Collins's proof-of-concept virus is tailored to a particular type of E. coli biofilm. "There are many species and strains of bacteria out there," he says, and a single biofilm might support multiple bacterial species and strains. To a lesser degree, there is also some diversity in the components of the biofilm matrix. However, Collins says that because of the increasing speed and falling price of DNA-sequencing and synthesis technologies, it would not be difficult to develop a virus tailored to each kind of biofilm.

Collins's viral technique appears to overcome some of the problems with chemical techniques. Blackwell, who is designing small molecules to disrupt the bacterial signaling pathways that maintain biofilms, says that delivery of biofilm-disrupting chemicals such as enzymes has been a major hurdle. (See Blackwell's TR35 Young Innovator profile.)
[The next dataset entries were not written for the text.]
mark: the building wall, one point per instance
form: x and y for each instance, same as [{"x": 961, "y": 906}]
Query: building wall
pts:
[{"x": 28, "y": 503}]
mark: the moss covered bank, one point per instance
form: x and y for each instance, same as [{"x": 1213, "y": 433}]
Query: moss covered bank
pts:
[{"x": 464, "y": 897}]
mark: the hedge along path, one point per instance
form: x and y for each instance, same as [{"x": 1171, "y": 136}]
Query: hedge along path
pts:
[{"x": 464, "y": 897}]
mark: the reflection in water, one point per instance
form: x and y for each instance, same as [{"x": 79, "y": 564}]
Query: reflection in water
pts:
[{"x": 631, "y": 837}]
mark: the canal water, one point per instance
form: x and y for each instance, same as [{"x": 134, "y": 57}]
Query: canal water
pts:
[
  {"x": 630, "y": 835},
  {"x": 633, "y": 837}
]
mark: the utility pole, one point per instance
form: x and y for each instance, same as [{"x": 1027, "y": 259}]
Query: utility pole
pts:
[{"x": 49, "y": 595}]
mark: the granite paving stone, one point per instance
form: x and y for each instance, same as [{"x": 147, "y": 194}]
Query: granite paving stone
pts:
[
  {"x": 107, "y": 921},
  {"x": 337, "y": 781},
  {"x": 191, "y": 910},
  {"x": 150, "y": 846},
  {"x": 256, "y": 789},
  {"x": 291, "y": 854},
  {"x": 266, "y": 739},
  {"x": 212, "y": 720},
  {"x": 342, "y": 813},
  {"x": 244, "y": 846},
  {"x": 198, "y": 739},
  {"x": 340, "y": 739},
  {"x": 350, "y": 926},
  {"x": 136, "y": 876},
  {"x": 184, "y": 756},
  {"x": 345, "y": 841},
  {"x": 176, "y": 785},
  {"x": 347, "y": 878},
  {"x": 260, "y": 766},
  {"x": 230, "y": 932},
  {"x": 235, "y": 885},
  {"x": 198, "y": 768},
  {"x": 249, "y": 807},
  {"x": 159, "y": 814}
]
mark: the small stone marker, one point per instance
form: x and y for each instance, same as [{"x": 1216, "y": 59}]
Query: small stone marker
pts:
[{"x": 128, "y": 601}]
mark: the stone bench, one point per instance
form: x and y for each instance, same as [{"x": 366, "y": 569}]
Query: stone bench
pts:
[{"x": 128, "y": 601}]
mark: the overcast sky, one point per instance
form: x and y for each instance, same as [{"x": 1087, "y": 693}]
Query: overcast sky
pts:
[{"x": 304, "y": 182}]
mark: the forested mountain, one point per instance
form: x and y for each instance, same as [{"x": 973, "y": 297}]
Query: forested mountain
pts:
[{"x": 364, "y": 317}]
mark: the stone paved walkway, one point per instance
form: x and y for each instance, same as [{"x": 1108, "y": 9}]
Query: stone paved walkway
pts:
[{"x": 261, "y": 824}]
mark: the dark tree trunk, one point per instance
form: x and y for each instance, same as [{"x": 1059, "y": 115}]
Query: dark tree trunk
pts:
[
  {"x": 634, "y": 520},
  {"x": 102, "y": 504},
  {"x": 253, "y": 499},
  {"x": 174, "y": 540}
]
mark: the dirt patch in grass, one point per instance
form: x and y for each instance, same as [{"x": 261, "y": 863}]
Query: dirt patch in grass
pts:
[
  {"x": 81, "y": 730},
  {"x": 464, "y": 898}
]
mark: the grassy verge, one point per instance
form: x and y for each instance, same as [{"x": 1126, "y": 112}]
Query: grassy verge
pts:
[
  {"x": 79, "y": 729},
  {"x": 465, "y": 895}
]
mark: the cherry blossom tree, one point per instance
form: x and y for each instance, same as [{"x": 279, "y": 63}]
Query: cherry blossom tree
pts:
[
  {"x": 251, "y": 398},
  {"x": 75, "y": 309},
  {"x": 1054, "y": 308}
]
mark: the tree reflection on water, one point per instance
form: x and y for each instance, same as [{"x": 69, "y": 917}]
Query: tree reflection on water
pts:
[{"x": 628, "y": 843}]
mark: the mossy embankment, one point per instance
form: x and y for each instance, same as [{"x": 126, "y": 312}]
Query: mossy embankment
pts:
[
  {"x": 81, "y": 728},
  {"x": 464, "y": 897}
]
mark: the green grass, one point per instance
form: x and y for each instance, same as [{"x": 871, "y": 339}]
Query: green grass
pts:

Viruses like those developed by Collins have been used for decades to treat infections in Eastern Europe and Russia. But none have been approved for clinical use in the United States yet. However, the FDA has approved one virus cocktail for use as a food additive.

The risks of such viruses are unclear, but there is some concern that they might provoke a dangerous immune response. One reason they might not have been widely studied for their potential to treat infection, says Collins, is that antibiotics have been sufficient so far. But with the emergence of multi-drug-resistant bacterial strains in hospitals, "a number of companies are looking to viruses," he says.

The viruses are likely to be approved for industrial use, for which regulations are not as strict, before they are brought to the clinic. "For industrial applications where you're not putting them in someone's body, these viruses could have a huge impact" on biofilm control in places like water pipes and drains, says Blackwell.